Friday, February 17, 2017

#SOL17: Late Day Light

Linens (2016)


It's mostly about the light--the way the late-day light falls through the back windows of our home.

Hopper light.

And seeing it today brought me back to those years when I tried to explain Hopper light to Rob as we sat on the porch of an old Maine inn. Or that time we sat for hours opposite of Nighthawks at the Art Institute and later braved the cold, cold wind to eat the best Barley soup at Russian Tea Time.

Late Day Light (Reilly, 2010, South Dakota)
Or that time we found ourselves in the Badlands and I looked at where he was pointing and lifted my camera to capture the way light drifts there and then settles. It's always been about the light with Rob since I first saw him sitting in the afternoon class where we met.
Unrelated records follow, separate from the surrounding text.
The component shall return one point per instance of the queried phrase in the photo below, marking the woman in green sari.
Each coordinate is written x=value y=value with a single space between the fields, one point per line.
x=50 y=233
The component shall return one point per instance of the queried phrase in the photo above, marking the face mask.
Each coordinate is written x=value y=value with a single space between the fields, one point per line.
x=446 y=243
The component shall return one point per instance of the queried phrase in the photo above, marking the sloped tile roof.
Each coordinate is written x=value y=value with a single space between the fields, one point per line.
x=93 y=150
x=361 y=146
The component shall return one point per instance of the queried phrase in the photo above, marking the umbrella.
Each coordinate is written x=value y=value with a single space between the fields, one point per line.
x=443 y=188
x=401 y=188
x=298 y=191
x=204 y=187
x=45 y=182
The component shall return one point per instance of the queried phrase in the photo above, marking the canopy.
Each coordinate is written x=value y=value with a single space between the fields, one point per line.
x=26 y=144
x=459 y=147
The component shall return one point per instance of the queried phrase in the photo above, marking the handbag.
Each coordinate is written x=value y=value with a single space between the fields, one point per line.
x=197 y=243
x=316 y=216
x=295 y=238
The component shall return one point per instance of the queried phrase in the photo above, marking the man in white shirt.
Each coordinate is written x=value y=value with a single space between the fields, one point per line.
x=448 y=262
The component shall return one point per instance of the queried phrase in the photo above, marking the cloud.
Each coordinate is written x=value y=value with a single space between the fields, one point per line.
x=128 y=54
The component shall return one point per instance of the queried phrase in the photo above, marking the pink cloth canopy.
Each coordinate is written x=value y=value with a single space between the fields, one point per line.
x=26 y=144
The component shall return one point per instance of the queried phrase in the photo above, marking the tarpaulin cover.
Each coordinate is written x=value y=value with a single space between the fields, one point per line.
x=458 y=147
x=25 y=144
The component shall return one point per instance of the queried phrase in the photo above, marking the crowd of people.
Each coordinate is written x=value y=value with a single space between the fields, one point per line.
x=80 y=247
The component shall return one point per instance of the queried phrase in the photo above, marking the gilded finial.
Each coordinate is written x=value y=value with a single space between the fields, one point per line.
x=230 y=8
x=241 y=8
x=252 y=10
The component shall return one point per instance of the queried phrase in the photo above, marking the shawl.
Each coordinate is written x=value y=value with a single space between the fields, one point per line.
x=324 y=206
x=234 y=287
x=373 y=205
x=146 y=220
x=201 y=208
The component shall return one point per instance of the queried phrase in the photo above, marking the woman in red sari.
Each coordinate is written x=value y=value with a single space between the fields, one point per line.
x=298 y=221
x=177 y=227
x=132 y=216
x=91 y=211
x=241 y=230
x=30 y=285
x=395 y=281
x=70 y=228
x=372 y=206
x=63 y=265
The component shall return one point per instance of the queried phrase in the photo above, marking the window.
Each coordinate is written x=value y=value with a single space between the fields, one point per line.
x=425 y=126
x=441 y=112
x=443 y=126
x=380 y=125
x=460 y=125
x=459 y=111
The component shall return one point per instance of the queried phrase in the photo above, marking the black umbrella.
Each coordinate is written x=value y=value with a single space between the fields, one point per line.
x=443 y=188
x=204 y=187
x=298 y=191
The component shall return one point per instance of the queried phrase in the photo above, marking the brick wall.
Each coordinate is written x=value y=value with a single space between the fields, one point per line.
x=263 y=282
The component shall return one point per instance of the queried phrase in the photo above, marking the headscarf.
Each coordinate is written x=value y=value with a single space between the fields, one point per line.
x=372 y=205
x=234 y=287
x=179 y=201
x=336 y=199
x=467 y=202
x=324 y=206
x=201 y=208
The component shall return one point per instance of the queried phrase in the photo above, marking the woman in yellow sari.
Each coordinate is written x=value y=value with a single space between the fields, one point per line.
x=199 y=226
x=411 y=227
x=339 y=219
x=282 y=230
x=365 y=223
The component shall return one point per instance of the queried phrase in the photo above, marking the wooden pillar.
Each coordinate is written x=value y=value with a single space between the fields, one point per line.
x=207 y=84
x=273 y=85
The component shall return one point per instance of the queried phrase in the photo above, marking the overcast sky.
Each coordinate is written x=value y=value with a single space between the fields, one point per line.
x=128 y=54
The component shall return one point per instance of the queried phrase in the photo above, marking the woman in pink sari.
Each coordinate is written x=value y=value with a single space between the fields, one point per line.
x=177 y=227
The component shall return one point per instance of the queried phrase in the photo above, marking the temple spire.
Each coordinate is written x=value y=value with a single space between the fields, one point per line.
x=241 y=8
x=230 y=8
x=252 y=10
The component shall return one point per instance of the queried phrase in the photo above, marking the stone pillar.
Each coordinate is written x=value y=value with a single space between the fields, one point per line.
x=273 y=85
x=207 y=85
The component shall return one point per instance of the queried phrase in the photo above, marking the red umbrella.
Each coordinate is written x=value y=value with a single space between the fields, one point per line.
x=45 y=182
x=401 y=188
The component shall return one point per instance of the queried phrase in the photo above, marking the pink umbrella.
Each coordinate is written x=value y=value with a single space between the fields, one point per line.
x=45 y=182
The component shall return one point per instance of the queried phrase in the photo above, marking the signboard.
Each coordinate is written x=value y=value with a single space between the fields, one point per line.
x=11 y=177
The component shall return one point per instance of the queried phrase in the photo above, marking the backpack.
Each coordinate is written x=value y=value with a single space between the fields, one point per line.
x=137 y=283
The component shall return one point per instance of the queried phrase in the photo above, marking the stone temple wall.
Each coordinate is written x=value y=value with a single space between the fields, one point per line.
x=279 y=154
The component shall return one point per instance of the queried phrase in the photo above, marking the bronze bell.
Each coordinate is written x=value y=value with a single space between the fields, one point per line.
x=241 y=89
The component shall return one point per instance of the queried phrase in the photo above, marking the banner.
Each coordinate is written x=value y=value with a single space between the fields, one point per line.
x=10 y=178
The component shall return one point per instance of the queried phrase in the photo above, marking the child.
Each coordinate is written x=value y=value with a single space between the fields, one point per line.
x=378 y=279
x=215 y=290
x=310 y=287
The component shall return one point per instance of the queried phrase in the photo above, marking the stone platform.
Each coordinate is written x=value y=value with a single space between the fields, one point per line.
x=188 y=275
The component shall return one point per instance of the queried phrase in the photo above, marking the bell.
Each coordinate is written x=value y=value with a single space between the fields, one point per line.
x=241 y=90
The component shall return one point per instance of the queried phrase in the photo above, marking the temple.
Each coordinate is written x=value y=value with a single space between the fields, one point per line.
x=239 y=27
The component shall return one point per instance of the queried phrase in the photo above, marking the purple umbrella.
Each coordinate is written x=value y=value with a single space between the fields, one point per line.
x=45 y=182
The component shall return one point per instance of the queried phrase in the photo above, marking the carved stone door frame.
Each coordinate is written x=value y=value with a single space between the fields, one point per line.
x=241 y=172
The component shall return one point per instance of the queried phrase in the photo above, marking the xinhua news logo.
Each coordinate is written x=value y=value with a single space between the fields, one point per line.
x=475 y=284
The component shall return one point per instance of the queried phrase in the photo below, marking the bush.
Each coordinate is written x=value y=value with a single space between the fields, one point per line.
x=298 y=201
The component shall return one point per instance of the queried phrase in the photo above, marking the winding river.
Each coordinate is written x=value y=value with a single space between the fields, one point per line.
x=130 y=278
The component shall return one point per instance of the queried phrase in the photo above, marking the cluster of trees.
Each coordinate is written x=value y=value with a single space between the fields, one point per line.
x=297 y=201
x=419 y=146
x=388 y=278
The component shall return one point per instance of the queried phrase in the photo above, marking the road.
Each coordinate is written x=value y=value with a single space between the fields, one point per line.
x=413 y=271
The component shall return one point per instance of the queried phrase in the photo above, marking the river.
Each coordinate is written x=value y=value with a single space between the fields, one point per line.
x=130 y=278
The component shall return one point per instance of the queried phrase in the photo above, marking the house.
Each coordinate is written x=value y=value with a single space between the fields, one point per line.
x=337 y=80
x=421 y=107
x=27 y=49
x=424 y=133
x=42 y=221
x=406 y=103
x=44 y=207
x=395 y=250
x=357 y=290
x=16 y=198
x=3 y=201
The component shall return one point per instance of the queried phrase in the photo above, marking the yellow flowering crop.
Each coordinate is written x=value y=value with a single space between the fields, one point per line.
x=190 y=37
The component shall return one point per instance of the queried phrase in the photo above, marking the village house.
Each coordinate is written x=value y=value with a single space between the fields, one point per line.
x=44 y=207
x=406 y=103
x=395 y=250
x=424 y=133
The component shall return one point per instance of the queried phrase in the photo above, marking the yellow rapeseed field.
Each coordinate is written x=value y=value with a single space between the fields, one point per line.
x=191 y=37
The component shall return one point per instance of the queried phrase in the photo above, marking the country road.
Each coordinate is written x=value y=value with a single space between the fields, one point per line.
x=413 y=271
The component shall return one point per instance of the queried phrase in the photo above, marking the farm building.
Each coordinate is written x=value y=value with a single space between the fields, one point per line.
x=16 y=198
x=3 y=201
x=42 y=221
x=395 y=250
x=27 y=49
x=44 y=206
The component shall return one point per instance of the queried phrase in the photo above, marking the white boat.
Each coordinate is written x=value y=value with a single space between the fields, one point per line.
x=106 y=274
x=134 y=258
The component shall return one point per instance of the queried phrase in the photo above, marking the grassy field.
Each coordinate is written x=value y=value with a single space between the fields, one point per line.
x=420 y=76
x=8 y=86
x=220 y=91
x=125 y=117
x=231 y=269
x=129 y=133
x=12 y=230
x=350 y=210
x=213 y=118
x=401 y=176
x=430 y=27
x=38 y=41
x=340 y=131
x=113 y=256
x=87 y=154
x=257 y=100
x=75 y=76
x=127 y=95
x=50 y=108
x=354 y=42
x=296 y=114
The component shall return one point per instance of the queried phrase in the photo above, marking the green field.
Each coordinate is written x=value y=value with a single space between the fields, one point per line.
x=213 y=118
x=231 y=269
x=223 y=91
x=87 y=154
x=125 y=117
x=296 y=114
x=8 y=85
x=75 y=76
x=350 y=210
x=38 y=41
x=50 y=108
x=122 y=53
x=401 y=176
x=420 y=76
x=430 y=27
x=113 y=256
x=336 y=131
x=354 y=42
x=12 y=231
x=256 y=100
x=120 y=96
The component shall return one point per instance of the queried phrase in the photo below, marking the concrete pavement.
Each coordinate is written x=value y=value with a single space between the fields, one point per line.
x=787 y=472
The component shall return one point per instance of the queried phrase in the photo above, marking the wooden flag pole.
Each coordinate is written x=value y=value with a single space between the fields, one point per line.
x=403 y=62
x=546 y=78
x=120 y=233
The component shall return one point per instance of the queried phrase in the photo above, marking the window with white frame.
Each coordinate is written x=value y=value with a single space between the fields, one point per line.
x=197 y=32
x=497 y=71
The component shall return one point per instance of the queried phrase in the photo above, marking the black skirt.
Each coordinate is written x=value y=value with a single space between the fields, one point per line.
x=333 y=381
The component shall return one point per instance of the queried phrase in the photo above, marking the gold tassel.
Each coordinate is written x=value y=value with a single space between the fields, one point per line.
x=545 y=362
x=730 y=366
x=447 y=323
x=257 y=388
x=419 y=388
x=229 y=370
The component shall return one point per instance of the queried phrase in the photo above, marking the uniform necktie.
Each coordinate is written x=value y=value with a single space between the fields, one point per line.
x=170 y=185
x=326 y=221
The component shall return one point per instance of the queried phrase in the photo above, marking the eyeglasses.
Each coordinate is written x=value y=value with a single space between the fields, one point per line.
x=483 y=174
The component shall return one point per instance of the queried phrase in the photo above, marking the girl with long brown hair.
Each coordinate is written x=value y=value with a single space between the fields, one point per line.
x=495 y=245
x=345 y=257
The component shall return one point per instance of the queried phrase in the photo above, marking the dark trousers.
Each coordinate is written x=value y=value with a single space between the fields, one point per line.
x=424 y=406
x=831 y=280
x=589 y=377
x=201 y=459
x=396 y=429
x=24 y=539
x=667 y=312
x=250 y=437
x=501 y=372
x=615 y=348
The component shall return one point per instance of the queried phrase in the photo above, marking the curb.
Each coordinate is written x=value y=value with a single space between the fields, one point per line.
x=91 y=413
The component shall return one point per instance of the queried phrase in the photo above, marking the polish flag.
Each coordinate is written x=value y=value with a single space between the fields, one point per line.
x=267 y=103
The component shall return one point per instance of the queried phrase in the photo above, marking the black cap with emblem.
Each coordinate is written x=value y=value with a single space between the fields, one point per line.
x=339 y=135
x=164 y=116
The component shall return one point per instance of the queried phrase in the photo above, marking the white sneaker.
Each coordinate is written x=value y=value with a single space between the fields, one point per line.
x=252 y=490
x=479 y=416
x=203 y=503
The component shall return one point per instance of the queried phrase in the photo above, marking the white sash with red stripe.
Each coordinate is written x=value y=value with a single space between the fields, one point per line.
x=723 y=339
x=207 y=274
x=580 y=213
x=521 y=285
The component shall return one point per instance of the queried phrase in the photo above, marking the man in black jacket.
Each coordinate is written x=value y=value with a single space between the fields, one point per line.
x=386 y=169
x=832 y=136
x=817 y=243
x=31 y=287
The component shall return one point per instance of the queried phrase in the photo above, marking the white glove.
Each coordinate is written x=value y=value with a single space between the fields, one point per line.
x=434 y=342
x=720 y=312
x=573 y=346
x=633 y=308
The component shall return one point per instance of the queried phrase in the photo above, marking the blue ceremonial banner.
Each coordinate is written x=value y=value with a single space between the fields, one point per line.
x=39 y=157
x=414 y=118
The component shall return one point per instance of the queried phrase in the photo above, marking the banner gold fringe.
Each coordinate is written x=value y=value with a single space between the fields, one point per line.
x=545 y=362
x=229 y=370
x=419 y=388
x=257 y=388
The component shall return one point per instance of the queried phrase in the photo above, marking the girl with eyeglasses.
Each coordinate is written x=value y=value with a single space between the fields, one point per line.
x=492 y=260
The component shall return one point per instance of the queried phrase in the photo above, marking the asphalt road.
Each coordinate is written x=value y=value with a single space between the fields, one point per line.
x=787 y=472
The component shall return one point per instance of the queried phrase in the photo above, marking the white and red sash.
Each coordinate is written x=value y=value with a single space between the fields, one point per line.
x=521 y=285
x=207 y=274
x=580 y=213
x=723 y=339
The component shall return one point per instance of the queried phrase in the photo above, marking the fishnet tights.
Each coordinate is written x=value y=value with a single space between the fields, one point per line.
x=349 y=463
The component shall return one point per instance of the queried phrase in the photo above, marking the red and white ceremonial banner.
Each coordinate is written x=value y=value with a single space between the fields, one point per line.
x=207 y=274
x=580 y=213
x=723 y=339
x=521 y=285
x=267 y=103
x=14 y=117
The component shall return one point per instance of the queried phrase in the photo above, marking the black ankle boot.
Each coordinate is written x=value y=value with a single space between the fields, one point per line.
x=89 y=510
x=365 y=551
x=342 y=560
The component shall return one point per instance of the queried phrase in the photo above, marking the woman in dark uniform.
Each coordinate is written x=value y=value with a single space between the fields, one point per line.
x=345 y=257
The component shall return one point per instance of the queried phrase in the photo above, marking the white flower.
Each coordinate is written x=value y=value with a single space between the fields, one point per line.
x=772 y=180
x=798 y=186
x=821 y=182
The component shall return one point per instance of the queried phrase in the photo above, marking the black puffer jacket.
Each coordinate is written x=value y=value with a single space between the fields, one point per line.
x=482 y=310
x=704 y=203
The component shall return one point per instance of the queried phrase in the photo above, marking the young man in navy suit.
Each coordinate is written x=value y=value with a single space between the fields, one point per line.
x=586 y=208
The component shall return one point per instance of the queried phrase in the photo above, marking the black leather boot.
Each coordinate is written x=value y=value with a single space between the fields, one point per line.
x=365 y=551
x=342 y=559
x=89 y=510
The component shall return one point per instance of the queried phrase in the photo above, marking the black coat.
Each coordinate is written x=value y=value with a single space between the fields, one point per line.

Mostly, it's the light today that tugs at my heart, that has me thinking about the man I lost and how that lost feels like a too-big hole.

During Rob's last weeks of life--when he finally came home after so many days lost in hospitals in order to spend his last days with Dev and me, the feel of sunlight amazed him. He would tell our friend Michael and me that it had been so long since he had felt the light.

And the light a year ago was so much like this afternoon. A bit warm. Beautifully thin and so perfect, I could not lower the blinds. I watched as it lit the table and chair as it did the linens on the hospital bed where Rob slept a year ago.